Ce film est une libre adaptation du succès en librairie de Florence Aubenas, « Le quai de Ouistreham » par un écrivain devenu réalisateur, Emmanuel Carrère. Avec Juliette Binoche en lieu et place de la journaliste qui s’était infiltrée dans le quotidien de ces femmes de ménage de manière anonyme. Il y a donc pas mal de jeu de miroirs dans « Ouistreham », surtout que le cinéaste s’est entouré d’une troupe d’acteurs (enfin plutôt des actrices) non professionnel(le)s. Son film hésite constamment entre la fiction et le documentaire de par son origine et sa facture initiale. C’est peut-être d’ailleurs son principal et relatif défaut, il a le cul entre deux genres. D’un côté, le scénario adapté du livre n’est pas assez ample en développements pour supporter une fiction de près de deux heures. Il est trop linéaire, trop simple. D’un autre côté, en imaginant un passé et des relations pour des personnages inventés à partir de la vie des acteurs amateurs qui les jouent, le film fuit le documentaire. Cela brouille les pistes et aboutit à un film cohérent envers son propos mais à la forme bicéphale et schizophrène.
Cependant, si cela peut perturber un petit moment notre engagement dans le film, cela ne joue en aucun cas en défaveur de « Ouistreham » et ne nuit pas du tout à sa puissance dramatique et sociale. Au contraire, ça le rend original et surtout vrai. D’une vérité naturaliste comme on en voit très peu au cinéma. Bien sûr, cela est majoritairement dû au jeu magnifique de ces véritables petites fourmis du ménage. Humbles, touchantes, plus vraies que nature, ces invisibles nous enchantent par leur sincérité de jeu. Et leur sincérité tout court même. Elles illuminent le long-métrage par leur naturel et leur performance transpire leur réalité : elles ne jouent pas, elles sont. Juliette Binoche et son métier n’ont plus qu’à suivre. Le film montre parfaitement la précarité de ces petites gens et l’impossible réconciliation sociale. La fin est à ce titre édifiante. En évitant intelligemment un happy-end certes salvateur mais hypocrite, elle prend un risque mais qui s’avère logique et crédible. Une fin qui tombe comme un couperet et conclut cette œuvre de manière pessimiste.

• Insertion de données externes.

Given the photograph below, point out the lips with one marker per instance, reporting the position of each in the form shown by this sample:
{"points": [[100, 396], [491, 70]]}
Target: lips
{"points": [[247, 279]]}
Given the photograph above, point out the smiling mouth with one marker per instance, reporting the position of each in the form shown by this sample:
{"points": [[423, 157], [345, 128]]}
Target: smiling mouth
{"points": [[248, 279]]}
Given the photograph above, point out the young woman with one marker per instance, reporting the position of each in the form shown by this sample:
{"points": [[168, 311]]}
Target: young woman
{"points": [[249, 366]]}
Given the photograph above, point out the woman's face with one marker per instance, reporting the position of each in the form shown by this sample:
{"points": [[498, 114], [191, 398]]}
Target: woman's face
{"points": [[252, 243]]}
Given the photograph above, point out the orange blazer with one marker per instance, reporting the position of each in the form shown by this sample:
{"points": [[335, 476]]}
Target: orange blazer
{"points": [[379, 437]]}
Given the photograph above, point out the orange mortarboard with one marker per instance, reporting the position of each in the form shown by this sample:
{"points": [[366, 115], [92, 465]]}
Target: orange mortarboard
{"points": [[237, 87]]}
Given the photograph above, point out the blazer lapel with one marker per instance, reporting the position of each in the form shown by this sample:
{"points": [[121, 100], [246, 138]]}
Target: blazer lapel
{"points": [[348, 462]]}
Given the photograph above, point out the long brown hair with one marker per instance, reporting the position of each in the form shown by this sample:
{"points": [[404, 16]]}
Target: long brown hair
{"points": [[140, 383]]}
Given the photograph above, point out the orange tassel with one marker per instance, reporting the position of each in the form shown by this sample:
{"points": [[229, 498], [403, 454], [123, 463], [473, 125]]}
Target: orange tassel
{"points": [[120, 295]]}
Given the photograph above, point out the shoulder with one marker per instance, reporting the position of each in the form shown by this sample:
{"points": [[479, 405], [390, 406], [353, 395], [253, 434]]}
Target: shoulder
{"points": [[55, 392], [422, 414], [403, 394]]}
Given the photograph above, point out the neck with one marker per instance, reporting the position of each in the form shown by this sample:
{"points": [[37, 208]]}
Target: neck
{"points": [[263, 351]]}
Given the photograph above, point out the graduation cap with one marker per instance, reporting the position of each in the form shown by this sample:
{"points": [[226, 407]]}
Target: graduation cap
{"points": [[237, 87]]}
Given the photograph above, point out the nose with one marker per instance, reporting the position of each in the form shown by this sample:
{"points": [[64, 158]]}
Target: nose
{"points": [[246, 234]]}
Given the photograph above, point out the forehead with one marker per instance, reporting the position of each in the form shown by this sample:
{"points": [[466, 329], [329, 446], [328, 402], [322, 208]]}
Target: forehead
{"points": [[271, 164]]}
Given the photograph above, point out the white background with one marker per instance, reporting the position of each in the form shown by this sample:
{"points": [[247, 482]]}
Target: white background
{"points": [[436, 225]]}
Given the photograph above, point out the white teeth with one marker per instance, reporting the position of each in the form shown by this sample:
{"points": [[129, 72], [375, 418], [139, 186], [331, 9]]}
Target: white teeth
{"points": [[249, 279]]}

« Ouistreham » pourrait être vu en complément de « Un autre monde », autre film social fort qui parle des ravages du capitalisme sauvage mais vu d’en haut et qui sort mi-février. Ici, on comprend bien que dans nos sociétés deux mondes cohabitent et ne cessent de collapser. Il y a aussi beaucoup de Ken Loach ou de Mike Leigh ici, et le cinéma social français semble tout aussi vigoureux que le britannique. On pense aussi au magnifique « Les Invisibles », mais ici le trait est moins joyeux, plus amer et sombre. Certainement plus réaliste aussi... On apprécie également pour qui ne connaît pas le matériau de base de ce film, le petit rebondissement du début ainsi que le thème musical, enivrant et triste à la fois, qui enrobe le long-métrage. C’est du beau cinéma, utile et nécessaire, surtout en ces temps de plus en plus troubles et qui nous rappelle que la beauté vient le plus souvent des gens d’en bas. En prime, une histoire d’amitié simple, belle et juste malgré qu’elle soit contrariée. Du beau et grand cinéma social en somme.